Cromwell’s funds and asset management segment delivered profit of $22.3 million, down -28.3% on the prior corresponding period largely due to the impact of COVID-19 on real estate markets in general and the subsequent reduction in transactional activity and performance fees in Europe.

Within the retail funds management segment Cromwell received significant investor support during the half. 83% of unitholders in the Cromwell Property Trust 12 voted to renew the trust for a further five years. The vote crystallised a performance fee of $9.7 million.

The first withdrawal window for the Cromwell Direct Property Fund also closed on 31 July 2020 with investors representing over 90% of issued capital electing to continue with their investment. The fund’s gearing is just 20.5% providing it with the opportunity to acquire additional assets.

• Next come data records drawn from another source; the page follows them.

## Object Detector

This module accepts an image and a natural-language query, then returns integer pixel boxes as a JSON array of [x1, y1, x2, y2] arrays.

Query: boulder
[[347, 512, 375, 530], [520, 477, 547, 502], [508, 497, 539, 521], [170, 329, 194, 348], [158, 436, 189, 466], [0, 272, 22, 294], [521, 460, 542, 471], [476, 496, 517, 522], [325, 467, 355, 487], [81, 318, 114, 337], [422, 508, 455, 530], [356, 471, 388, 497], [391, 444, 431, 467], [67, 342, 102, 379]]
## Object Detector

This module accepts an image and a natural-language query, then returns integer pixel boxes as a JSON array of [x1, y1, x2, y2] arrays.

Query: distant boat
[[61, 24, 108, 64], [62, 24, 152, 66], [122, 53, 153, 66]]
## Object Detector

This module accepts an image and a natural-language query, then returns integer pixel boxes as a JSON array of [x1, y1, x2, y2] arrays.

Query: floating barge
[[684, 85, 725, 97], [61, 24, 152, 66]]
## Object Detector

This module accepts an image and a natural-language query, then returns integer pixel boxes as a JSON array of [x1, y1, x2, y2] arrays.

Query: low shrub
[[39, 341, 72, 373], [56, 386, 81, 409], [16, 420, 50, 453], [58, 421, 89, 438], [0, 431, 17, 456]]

“Ongoing interest in our retail funds is high, with the vast majority of unitholders in Cromwell Property Trust 12 and the Cromwell Direct Property Fund electing to continue their investments,” Mr Wilde said.

In New Zealand, AUM at Oyster Group (50% interest) remained relatively flat at NZ$1.9 billion (FY20: NZ$2.0 billion). Cromwell recognised a share of profit of $0.6 million (2019: $0.5 million) and received a dividend of $1.8 million during the half-year (2019: $nil).

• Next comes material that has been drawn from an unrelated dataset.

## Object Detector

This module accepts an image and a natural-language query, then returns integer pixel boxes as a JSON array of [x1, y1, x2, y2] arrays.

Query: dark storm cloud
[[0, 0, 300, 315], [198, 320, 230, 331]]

During the half, Oyster Industrial Limited acquired three additional industrial properties and opened for a second equity raise in December 2020. Oyster has also exchanged contracts on the acquisition of the Albany Lifestyle Centre for NZ$87.5 million which will be the seed asset for a new unlisted large format retail fund with a particular focus on supermarkets, DIY/hardware and essential service stores.

Outlook

Cromwell provides updated FY21 forecast distribution guidance of 7.00 cps, 0.50 cps lower than before. HY21 distributions of 3.75 cps have been paid, meaning second half distributions are forecast to be 3.25 cps. Based on the new FY21 guidance of 7.00 cps, and a security-price of $0.82 cents as at
the close of business on 24 February 2021, this represents a future forecast distribution yield of 8.54%.

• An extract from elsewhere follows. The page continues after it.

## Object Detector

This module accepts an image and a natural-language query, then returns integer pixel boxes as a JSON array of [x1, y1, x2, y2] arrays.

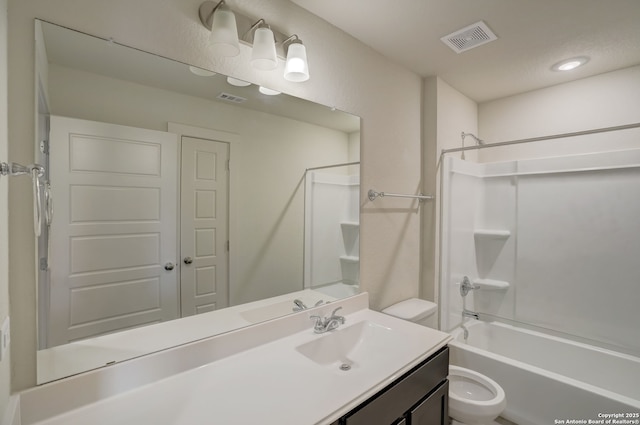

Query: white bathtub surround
[[439, 147, 640, 355], [449, 321, 640, 425], [304, 170, 360, 288], [37, 289, 336, 384], [13, 294, 451, 425]]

“We remain focused on executing our 2021 priorities, maintaining operational resilience and ensuring the business remains in a strong position when a new permanent CEO is appointed,” said Mr Wilde.

Our Views

Cromwell is a mixed bag of local and global real estate in a series of inconsistent sectors and funds and appears largely opportunistic as opposed to strategic. This may be fine in the right corporate environment, however Cromwell has had a very destabilising 2 years which has increased the pressure on all levels of management.

The forecast distribution yield of 8.4% is very high and will be seen by many to be a very attractive investment option.

The REIT is trading at a -16% discount to NTA with some expectations that values may still retreat further as conditions stabilise.

Cromwell Describes its business strategy in the following slide;

In Australia, the Group appears to be well suited to the Core and Core+ Direct Investment Strategies (though it should consider what sectors makes sense to operate in), however it is not clear whether those same strategies are applied to its Indirect Business. Likewise its Funds Management Business should also focus on managing funds better aligned to those investment strategies.

Cromwell would then be seen as Core & Core Plus Manager in Australia and Europe with a specific focus on Office & industrial real estate and able to invest directly or indirectly through REITs and wholesale funds which they manage. Now that I understand, but Cromwell has some work to do get my support.

Cromwell are not on our recommend list.